Pandas loop optimization

Question

Is there a better way (performance-wise) for doing the following loop in pandas (assuming df is a DataFrame)?

for i in range(len(df)):
    if df['signal'].iloc[i] == 0:   # if the signal is negative
        if df['position'].iloc[i - 1] - 0.02 < -1:   # if the row above - 0.1 < -1 set the value of current row to -1
            df['position'].iloc[i] = -1
        else:   # if the new col value above -0.1 is > -1 then subtract 0.1 from that value
            df['position'].iloc[i] = df['position'].iloc[i - 1] - 0.02
    elif df['signal'].iloc[i] == 1:     # if the signal is positive
        if df['position'].iloc[i - 1] + 0.02 > 1:     # if the value above + 0.1 > 1 set the current row to 1
            df['position'].iloc[i] = 1
        else:   # if the row above + 0.1 < 1 then add 0.1 to the value of the current row
            df['position'].iloc[i] = df['position'].iloc[i - 1] + 0.02

I will be grateful for any advices because I just started going through Pandas route and, obviously, may miss something crucial.

Source CSV data:

Date,sp500,sp500 MA,UNRATE,UNRATE MA,signal,position
2000-01-01,,,4.0,4.191666666666665,1,0
2000-01-02,,,4.0,4.191666666666665,1,0
2000-01-03,102.93,95.02135,4.0,4.191666666666665,1,0
2000-01-04,98.91,95.0599,4.0,4.191666666666665,1,0
2000-01-05,99.08,95.11245000000001,4.0,4.191666666666665,1,0
2000-01-06,97.49,95.15450000000001,4.0,4.191666666666665,1,0
2000-01-07,103.15,95.21575000000001,4.0,4.191666666666665,1,0
2000-01-08,103.15,95.21575000000001,4.0,4.191666666666665,1,0
2000-01-09,103.15,95.21575000000001,4.0,4.191666666666665,1,0

Desired output:

Date,sp500,sp500 MA,UNRATE,UNRATE MA,signal,position
2000-01-01,,,4.0,4.191666666666665,1,0.02
2000-01-02,,,4.0,4.191666666666665,1,0.04
2000-01-03,102.93,95.02135,4.0,4.191666666666665,1,0.06
2000-01-04,98.91,95.0599,4.0,4.191666666666665,1,0.08
2000-01-05,99.08,95.11245000000001,4.0,4.191666666666665,1,0.1
2000-01-06,97.49,95.15450000000001,4.0,4.191666666666665,1,0.12
2000-01-07,103.15,95.21575000000001,4.0,4.191666666666665,1,0.14
2000-01-08,103.15,95.21575000000001,4.0,4.191666666666665,1,0.16
2000-01-09,103.15,95.21575000000001,4.0,4.191666666666665,1,0.18

Update All the answers below (by the moment I am writing this) produce constant position 0.02 value which differs from my naive loop approach. In other words I am looking for a solution which would give 0.02, 0.04, 0.06, 0.08 etc for the position column.

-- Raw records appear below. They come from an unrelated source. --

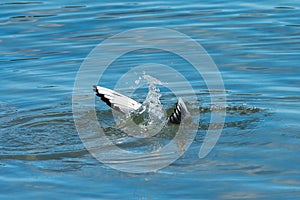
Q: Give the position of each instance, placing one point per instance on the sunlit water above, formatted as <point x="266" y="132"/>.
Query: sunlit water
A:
<point x="256" y="46"/>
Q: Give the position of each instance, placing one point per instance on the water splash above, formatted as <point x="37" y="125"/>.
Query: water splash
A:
<point x="151" y="118"/>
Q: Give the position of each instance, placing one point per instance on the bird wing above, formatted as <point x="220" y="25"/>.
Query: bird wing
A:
<point x="180" y="112"/>
<point x="116" y="100"/>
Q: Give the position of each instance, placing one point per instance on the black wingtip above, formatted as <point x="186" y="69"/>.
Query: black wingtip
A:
<point x="180" y="113"/>
<point x="103" y="98"/>
<point x="175" y="117"/>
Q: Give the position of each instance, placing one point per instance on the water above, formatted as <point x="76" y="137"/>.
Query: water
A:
<point x="255" y="45"/>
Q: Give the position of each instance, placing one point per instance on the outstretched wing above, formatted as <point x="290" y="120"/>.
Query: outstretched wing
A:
<point x="180" y="112"/>
<point x="116" y="100"/>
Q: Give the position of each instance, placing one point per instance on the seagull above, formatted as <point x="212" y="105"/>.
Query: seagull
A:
<point x="127" y="105"/>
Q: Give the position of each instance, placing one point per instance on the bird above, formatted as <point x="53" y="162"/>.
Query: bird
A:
<point x="127" y="105"/>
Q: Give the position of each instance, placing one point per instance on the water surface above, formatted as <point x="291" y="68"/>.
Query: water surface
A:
<point x="256" y="46"/>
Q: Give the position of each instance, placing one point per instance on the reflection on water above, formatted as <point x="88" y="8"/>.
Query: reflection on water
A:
<point x="255" y="46"/>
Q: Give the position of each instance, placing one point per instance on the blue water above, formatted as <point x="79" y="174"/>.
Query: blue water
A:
<point x="256" y="46"/>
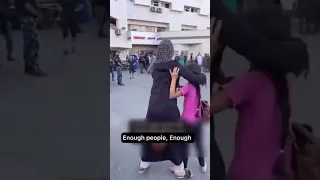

if you're looping with pandas, you're almost always doing it wrong — SuperStew
– SuperStew, Commented Jul 25, 2018 at 15:44
Can you add example of input and desired output? Something like minimal reproducible example. — zipa
– zipa, Commented Jul 25, 2018 at 15:50
@varnie: what most people have missed is that the nth row of your output doesn't depend upon the n-1st row of your input, but the n-1st row of your output, and so can't be trivially decomposed into shifts. — DSM
– DSM, Commented Jul 25, 2018 at 18:53
If you have a working solution which contains simple loops, create a solution which only depends on numpy arrays like @Jonas Byström did and then use a compiler like Numba or Cython. eg. stackoverflow.com/a/50969037/4045774 — max9111
– max9111, Commented Jul 26, 2018 at 10:41

jpp · Accepted Answer · 2018-07-25 16:08:07Z

2

Don't use a loop. Pandas specializes in vectorised operations, e.g. for signal == 0:

pos_shift = df['position'].shift() - 0.02
m1 = df['signal'] == 0
m2 = pos_shift < -1

df.loc[m1 & m2, 'position'] = -1
df['position'] = np.where(m1 & ~m2, pos_shift, df['position'])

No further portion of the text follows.